We are committed to supporting local farms. Some of the farms & local food businesses we work with include: In Good Heart Farm, South Durham Farmers Market, Eastern Carolina Organics, Triangle Urban Farm, Fox Farm & Forage, Salty Catch Seafood, Raleigh City Farm.  A the chef & owner, I am continuously looking at how Kimbap can remain innovative and relevant to the community, and support local farms & food businesses in the best way possible.

I feel we have done a good job, but we can do better. With the influx of new independently owned Asian restaurants in and around downtown Raleigh (increased competition), I have decided to “change the game” and re-set the restaurant at dinner. I plan to offer a more attentive, slower-paced, relaxed and slightly more luxurious dinner experience for guests (while still casual and comfortable). I want to slow down the experience so that we can offer more creative, thoughtful dishes that truly highlight the farmers. We plan to improve our wine list, and offer a tasting menu.

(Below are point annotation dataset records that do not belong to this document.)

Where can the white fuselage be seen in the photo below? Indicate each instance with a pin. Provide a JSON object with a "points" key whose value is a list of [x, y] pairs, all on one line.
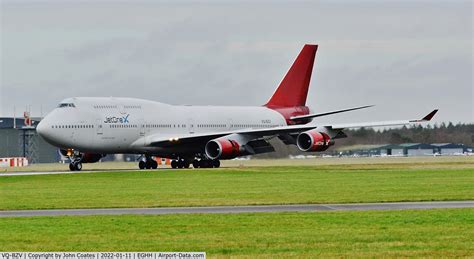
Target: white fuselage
{"points": [[124, 125]]}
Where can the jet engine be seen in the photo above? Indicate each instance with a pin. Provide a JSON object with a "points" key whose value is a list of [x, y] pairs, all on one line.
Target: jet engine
{"points": [[312, 140], [223, 148], [82, 157], [91, 158]]}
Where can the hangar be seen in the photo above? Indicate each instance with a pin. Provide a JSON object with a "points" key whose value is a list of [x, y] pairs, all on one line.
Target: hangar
{"points": [[407, 149], [19, 139], [450, 148]]}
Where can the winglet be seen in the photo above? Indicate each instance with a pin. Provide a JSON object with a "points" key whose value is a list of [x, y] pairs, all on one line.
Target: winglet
{"points": [[430, 115], [427, 117]]}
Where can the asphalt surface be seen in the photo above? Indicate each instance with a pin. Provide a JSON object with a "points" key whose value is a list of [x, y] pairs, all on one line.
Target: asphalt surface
{"points": [[70, 172], [243, 209]]}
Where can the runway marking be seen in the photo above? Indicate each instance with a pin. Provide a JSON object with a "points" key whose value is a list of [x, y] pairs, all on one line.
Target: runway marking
{"points": [[243, 209]]}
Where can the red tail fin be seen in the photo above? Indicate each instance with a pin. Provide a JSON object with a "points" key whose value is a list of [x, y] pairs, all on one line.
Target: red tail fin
{"points": [[293, 89]]}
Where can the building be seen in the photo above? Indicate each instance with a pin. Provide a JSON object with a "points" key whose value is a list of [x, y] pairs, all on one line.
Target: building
{"points": [[450, 149], [20, 140], [408, 149]]}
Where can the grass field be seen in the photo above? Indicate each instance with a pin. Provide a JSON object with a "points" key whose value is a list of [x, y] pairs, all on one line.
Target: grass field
{"points": [[430, 233], [344, 183], [412, 162], [410, 233]]}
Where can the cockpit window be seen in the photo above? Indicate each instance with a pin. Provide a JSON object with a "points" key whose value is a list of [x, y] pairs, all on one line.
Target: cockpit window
{"points": [[63, 105]]}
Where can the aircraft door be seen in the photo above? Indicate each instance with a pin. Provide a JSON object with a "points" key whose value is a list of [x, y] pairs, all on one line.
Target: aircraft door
{"points": [[191, 125], [98, 127], [141, 125]]}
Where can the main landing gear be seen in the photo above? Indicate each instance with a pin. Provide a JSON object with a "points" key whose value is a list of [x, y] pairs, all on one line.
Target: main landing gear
{"points": [[179, 163], [76, 160], [147, 162], [75, 166], [206, 163]]}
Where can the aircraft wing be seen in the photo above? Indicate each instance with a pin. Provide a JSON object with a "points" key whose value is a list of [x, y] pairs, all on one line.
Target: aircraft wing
{"points": [[382, 123], [162, 140]]}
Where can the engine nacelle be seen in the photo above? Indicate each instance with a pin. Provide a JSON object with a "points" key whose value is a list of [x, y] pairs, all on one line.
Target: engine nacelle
{"points": [[91, 158], [313, 140], [84, 157], [223, 148]]}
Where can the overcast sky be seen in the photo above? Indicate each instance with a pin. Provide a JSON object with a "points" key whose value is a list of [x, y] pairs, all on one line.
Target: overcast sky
{"points": [[406, 57]]}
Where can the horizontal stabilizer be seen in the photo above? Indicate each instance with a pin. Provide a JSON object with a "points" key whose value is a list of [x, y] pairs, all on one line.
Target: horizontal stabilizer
{"points": [[309, 116]]}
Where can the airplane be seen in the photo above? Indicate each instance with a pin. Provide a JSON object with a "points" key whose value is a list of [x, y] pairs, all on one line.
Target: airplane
{"points": [[85, 129]]}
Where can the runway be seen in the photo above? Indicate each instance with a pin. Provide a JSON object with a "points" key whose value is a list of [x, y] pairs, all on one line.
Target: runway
{"points": [[69, 172], [243, 209]]}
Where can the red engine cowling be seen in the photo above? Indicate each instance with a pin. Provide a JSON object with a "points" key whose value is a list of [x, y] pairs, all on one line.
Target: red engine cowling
{"points": [[313, 141], [85, 157], [91, 158], [222, 148]]}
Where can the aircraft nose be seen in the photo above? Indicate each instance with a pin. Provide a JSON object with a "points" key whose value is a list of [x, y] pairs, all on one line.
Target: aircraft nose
{"points": [[43, 128]]}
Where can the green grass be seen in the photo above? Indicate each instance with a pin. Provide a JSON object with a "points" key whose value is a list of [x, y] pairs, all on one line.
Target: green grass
{"points": [[239, 186], [428, 233]]}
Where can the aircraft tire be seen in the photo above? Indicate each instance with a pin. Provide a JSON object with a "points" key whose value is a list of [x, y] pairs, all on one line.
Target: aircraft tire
{"points": [[216, 163], [174, 164], [196, 163], [141, 165], [154, 164]]}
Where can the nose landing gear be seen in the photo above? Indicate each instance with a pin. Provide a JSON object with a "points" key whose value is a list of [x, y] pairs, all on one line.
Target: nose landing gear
{"points": [[147, 162]]}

We have successfully made it to almost 5 years and developed a loyal following. The challenge has been, operating in such a small space (1000 sq ft, 31 seats) and trying to be a bit of everything to everyone. I would say that we have struggled with our identity – are we quick service comfort food, are we casual fine dining at night, are we volume focused, take-out focused? In particular with our small space, I have learned that we can’t expect to be all of these things, and we will best serve the community by focusing on our passions and strengths.

Also, I had a knee injury 18 months ago that resulted in 2 major surgeries and took me out of the kitchen for quite a while.  I have healed from the surgeries and my vision for the restaurant is clearer than it has ever been, and I plan to slow down the pace of dinner at night so that guests can luxuriate in the unique dining experience we will offer.

I will need working capital to cover expenses related to this transition. We plan to make minor aesthetic changes (lighting), purchase new dishes, glassware, menus and small wares.  Thank you for your interest!
-Kim

Please briefly describe your commitment to sustainable food systems in North Carolina.: Mentioned above

What will your sales be? What do you anticipate your profits/your margins will look like? How will you make the money to pay this loan back?: Our annual sales have ranged from 400-650K. We project the first year in this new model will yield 500K sales and 18% profit margin

Have you borrowed money before? How much did you borrow? From where? How long was the term? Is there a balance still due on that loan?: Yes, 5K from Carol Hewitt, 36 month term, paid off spring 2017.

Do you have people who would vouch for your credit worthiness? Who are they?: Carol Hewitt and other vendors

Tell us about your business background. Have you been in business before?: Almost 5 years in business

What is your timeline for this project?  Within 1 month. We are actively working on this transition now.